There have been online challenges where people have been stuffing marshmallows or driving and dancing at the same time. (We see you, Kiki.)
This isn’t one of those accounts, though. The trash tag is actually quite popular and urges youngsters, especially teenagers and adolescents to do something productive.
The #trashtag challenge has a pattern which has been around for quite a while now.
An organization first used it to spread awareness and pick waste they see on a trail.
A Facebook user by the name of Byron Roman allowed the campaign to gain the much-needed attention by posting a picture of an extremely dirty place and then a picture afterward of it being cleaned up completely.
The challenge requires you to snap a picture of a territory that needs some cleaning or support at that point snap a picture after you have taken care of business, and post it with the hashtag “#trashtag”.
This quickly gained the attention of several compassionate youngsters who worked hard at cleaning spaces in their surroundings.
Byron said it was not intended to affront adolescents, yet energize them.
Teachers have been posting pictures with their students after going to nearby localities to clean their surroundings.
In fact, some pictures are so shocking that they’ve received tons of comments and millions of likes.
Unlike any other stupid social media hashtag, this one is actually for the betterment of the society.
Not only kids, but adults have been taking it seriously too, by posting pictures of cleaning their nearby parks, dirty alleys and more.
After that, the trash tag has since gotten several photos from individuals around the globe, including from instructors and guardians, sending him photographs of their own cleanups with their kids and kids around their vicinity.
This has been working really well for teens and adolescents to energize individuals in their very own locale to go along with their parents in the push to help tidy up the planet.
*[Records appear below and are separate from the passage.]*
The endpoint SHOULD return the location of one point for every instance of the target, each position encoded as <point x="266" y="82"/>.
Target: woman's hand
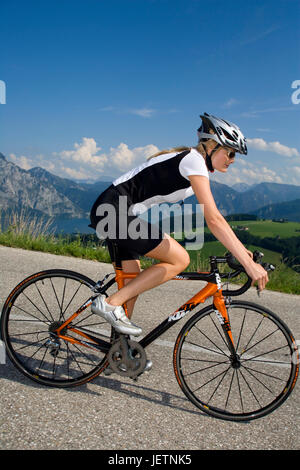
<point x="258" y="274"/>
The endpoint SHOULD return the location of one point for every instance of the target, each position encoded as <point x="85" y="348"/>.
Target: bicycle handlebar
<point x="238" y="269"/>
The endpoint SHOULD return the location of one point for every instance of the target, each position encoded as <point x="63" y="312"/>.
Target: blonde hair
<point x="202" y="148"/>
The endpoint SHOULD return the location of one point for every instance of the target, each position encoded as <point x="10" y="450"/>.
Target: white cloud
<point x="143" y="112"/>
<point x="122" y="158"/>
<point x="250" y="173"/>
<point x="277" y="147"/>
<point x="87" y="161"/>
<point x="22" y="161"/>
<point x="87" y="152"/>
<point x="229" y="103"/>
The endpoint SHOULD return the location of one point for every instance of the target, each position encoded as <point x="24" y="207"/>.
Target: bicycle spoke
<point x="245" y="385"/>
<point x="35" y="349"/>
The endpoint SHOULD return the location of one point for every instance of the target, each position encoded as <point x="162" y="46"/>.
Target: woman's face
<point x="222" y="159"/>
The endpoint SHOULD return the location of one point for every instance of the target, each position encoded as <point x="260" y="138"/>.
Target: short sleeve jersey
<point x="161" y="179"/>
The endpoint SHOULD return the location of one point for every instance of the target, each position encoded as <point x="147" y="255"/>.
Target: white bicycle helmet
<point x="225" y="133"/>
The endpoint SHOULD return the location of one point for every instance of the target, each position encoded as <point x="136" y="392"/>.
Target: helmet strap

Also, obviously, it did go viral from there which thousands of thousands of individuals from around the world posted cleanup photographs throughout the week on all kinds of social media platforms, be it Facebook, Instagram, or Twitter, and encouraged others to do likewise.
Overall, the hashtag has been quite successful. Even though the place can’t be seen from real and nothing can be deemed real until the places are actually visited, it is truly a step towards making the world a better place.
What started out as a really simple step towards cleaning the environment is more of a popular hashtag now.
Don’t forget to use it and show off how clean your surroundings look.